From what I understand people want me to accept reality. First I need to truly understand what my reality is. Am I part of a biblical prophecy?


----------



## Chipper (Dec 22, 2012)

Sure.


----------



## Smitty901 (Nov 16, 2012)

Only you can make the call for your self. World aint coming to an end yet. That is out of mans hands. SHTF in our society look around, many say it already has. A prepared person with a healthy footing in the real world prepares. The same person goes on about life as if not much will ever happen, but still prepares. The key is to keep on living and trying to enjoy life. Prepare for what you know can happen. Those preps will help you with what could happen.
You are a part of Gods plan now it is up to you what part. 
Don't let the shit get you down you have a long road ahead of you enjoy the trip.


----------



## rice paddy daddy (Jul 17, 2012)

SHTF for thousands of people each day - terminal cancer, auto accident, things like that.

Read John 3:16 in the bible. If you've got that covered, don't worry about stuff beyond your control.


----------



## homefire (Apr 20, 2017)

Smitty901 said:


> Only you can make the call for your self. World aint coming to an end yet. That is out of mans hands. SHTF in our society look around, many say it already has. A prepared person with a healthy footing in the real world prepares. The same person goes on about life as if not much will ever happen, but still prepares. The key is to keep on living and trying to enjoy life. Prepare for what you know can happen. Those preps will help you with what could happen.
> You are a part of Gods plan now it is up to you what part.
> Don't let the shit get you down you have a long road ahead of you enjoy the trip.


I think you're trying to lighten my mood. Thank you.


----------



## Smitty901 (Nov 16, 2012)

You could honestly say preping is nothing new.

28“It is just as I said to Pharaoh: God has shown Pharaoh what he is about to do. 29Seven years of great abundance are coming throughout the land of Egypt, 30but seven years of famine will follow them. Then all the abundance in Egypt will be forgotten, and the famine will ravage the land. 31The abundance in the land will not be remembered, because the famine that follows it will be so severe. 32The reason the dream was given to Pharaoh in two forms is that the matter has been firmly decided by God, and God will do it soon.

33“And now let Pharaoh look for a discerning and wise man and put him in charge of the land of Egypt. 34Let Pharaoh appoint commissioners over the land to take a fifth of the harvest of Egypt during the seven years of abundance. 35They should collect all the food of these good years that are coming and store up the grain under the authority of Pharaoh, to be kept in the cities for food. 36This food should be held in reserve for the country, to be used during the seven years of famine that will come upon Egypt, so that the country may not be ruined by the famine.”


----------



## homefire (Apr 20, 2017)

rice paddy daddy said:


> SHTF for thousands of people each day - terminal cancer, auto accident, things like that.
> 
> Read John 3:16 in the bible. If you've got that covered, don't worry about stuff beyond your control.


For God so loved the world..that I know & trust.

What if I'm meant to not worry, but step to things well beyond my control?


----------



## dwight55 (Nov 9, 2012)

homefire said:


> For God so loved the world..that I know & trust.
> 
> What if I'm meant to not worry, but step to things well beyond my control?


Homefire, my friend, . . . we ALL are part of Biblical prophesy. Whether it comes today, tomorrow, next week or next century, . . . we will somehow either "affect" it by our actions today, . . . or be "affected" by it.

I've said it over a hundred times, . . . but once again, . . . there is little to worry about in the Biblical prophecy realm until you see the physical temple of Israel become a reality.

It is one thing that HAS TO BE DONE before most of the other things will or can ever come to pass.

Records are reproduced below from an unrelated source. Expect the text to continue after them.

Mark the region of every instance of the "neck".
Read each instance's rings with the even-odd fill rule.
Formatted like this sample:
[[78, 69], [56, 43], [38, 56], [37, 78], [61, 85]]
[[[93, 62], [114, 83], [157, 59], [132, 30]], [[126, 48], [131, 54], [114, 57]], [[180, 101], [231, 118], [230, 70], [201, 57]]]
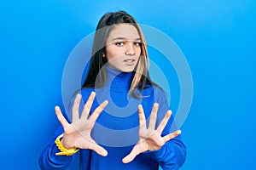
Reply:
[[122, 72], [106, 66], [108, 80], [106, 86], [113, 88], [130, 88], [133, 72]]

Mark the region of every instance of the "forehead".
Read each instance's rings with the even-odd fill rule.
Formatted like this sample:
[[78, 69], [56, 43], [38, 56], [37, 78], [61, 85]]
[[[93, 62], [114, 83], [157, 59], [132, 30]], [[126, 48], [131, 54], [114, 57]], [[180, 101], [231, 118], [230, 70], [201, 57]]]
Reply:
[[137, 39], [139, 38], [140, 36], [133, 25], [129, 24], [119, 24], [113, 26], [113, 28], [110, 31], [108, 39], [111, 41], [111, 39], [123, 37], [125, 39]]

The other two visible things that are un-mistakable are 1) mark of the beast, a physical mark or implant in the forehead or right hand, . . . without which the person cannot buy or sell, . . . and 2) the stopping of wind blowing on the whole earth, . . . once and forever again.

I know you don't hear much about these three things, . . . because many supposed ministers cannot make it seem immediate, . . . thereby eliciting donations, offerings, tithes, gifts, etc. with which to enlarge their own personal holdings.

BUT, . . . all three are part and parcel to the physical events which will happen BEFORE our Jesus comes back. They will be visible, . . . physical, . . . and will either be beyond the capacity of man to understand, . . . (as in the wind stopping, . . . once and all forever, . . . never to blow again), . . . or will be glossed over by everyone as "just not important". Many will find the mark of the beast as part and parcel of their lives, . . . and not even realizing that they accepted it.

But anyway, . . . nothing to worry about today, . . .

Yet !

May God bless,
Dwight


----------



## inceptor (Nov 19, 2012)

dwight55 said:


> Homefire, my friend, . . . we ALL are part of Biblical prophesy. Whether it comes today, tomorrow, next week or next century, . . . we will somehow either "affect" it by our actions today, . . . or be "affected" by it.
> 
> I've said it over a hundred times, . . . but once again, . . . there is little to worry about in the Biblical prophecy realm until you see the physical temple of Israel become a reality.
> 
> ...


But even before those things you must have the 7 year peace treaty.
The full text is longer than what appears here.